I use it as a stack for experimenting with dataflow programming but here is a quick and dirty version which works as a multi key map (it should be improved: Sets instead of arrays should be used to avoid looking up duplicated ocurrences of a key)
public class MultiKeyMap <K,E> {
class Mapping {
E element;
int numKeys;
public Mapping(E element,int numKeys){
this.element = element;
this.numKeys = numKeys;
}
}
class KeySlot{
Mapping parent;
public KeySlot(Mapping mapping) {
parent = mapping;
}
}
class KeySlotList extends LinkedList<KeySlot>{}
class MultiMap extends HashMap<K,KeySlotList>{}
class MappingTrackMap extends HashMap<Mapping,Integer>{}
MultiMap map = new MultiMap();
public void put(E element, K ...keys){
Mapping mapping = new Mapping(element,keys.length);
for(int i=0;i<keys.length;i++){
KeySlot k = new KeySlot(mapping);
KeySlotList l = map.get(keys[i]);
if(l==null){
l = new KeySlotList();
map.put(keys[i], l);
}
l.add(k);
}
}
public E lookup(K ...keys){
MappingTrackMap tmp = new MappingTrackMap();
for(K key:keys){
KeySlotList l = map.get(key);
if(l==null)return null;
for(KeySlot keySlot:l){
Mapping parent = keySlot.parent;
Integer count = tmp.get(parent);
if(parent.numKeys!=keys.length)continue;
if(count == null){
count = parent.numKeys-1;
}else{
count--;
}
if(count == 0){
return parent.element;
}else{
tmp.put(parent, count);
}
}
}
return null;
}
public static void main(String[] args) {
MultiKeyMap<String,String> m = new MultiKeyMap<String,String>();
m.put("brazil", "yellow", "green");
m.put("canada", "red", "white");
m.put("USA", "red" ,"white" ,"blue");
m.put("argentina", "white","blue");
System.out.println(m.lookup("red","white")); // canada
System.out.println(m.lookup("white","red")); // canada
System.out.println(m.lookup("white","red","blue")); // USA
}
}
public static String fakeMapKey(final String... arrayKey) {
String[] keys = arrayKey;
if (keys == null || keys.length == 0)
return null;
if (keys.length == 1)
return keys[0];
String key = "";
for (int i = 0; i < keys.length; i++)
key += "{" + i + "}" + (i == keys.length - 1 ? "" : "{" + keys.length + "}");
keys = Arrays.copyOf(keys, keys.length + 1);
keys[keys.length - 1] = FAKE_KEY_SEPARATOR;
return MessageFormat.format(key, (Object[]) keys);}
public static string FAKE_KEY_SEPARATOR = "~";
INPUT:
fakeMapKey("keyPart1","keyPart2","keyPart3");
OUTPUT: keyPart1~keyPart2~keyPart3
I’d like to mention two options that I don’t think were covered in the other answers. Whether they are good for your purpose you will have to decide yourself.
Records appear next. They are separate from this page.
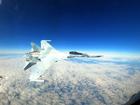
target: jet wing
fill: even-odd
[[[30,73],[30,81],[36,81],[36,82],[43,82],[43,80],[40,80],[39,77],[44,74],[46,70],[48,70],[56,60],[52,57],[45,57],[40,62],[38,62],[35,66],[32,67],[31,73]]]
[[[36,63],[34,63],[34,62],[28,63],[27,66],[24,68],[24,70],[29,69],[31,66],[33,66],[33,65],[35,65],[35,64],[36,64]]]

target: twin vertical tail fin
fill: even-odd
[[[31,42],[31,46],[33,52],[40,52],[40,47],[36,45],[34,42]]]

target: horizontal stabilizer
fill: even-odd
[[[37,46],[34,42],[31,42],[32,51],[40,52],[40,47]]]
[[[35,65],[36,63],[30,62],[27,64],[27,66],[24,68],[24,70],[29,69],[31,66]]]

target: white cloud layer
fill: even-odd
[[[101,61],[57,62],[41,77],[45,83],[35,83],[24,59],[1,59],[0,104],[120,105],[140,91],[140,66]]]

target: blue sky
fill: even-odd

Map<String, Map<String, YourObject>>
You may use a map of maps, using string 1 as key in the outer map and string 2 as key in each inner map.
I do not think it’s a very nice solution syntax-wise, but it’s simple and I have seen it used in some places. It’s also supposed to be efficient in time and memory, while this shouldn’t be the main reason in 99 % of cases. What I don’t like about it is that we’ve lost the explicit information about the type of the key: it’s only inferred from the code that the effective key is two strings, it’s not clear to read.
Map<YourObject, YourObject>
This is for a special case. I have had this situation more than once, so it’s not more special than that. If your objects contain the two strings used as key and it makes sense to define object equality based on the two, then define equals and hashCode in accordance and use the object as both key and value.
One would have wished to use a Set rather than a Map in this case, but a Java HashSet doesn’t provide any method to retrieve an object form a set based on an equal object. So we do need the map.
One liability is that you need to create a new object in order to do lookup. This goes for the solutions in many of the other answers too.
Link
Jerónimo López: Composite key in HashMaps on the efficiency of the map of maps.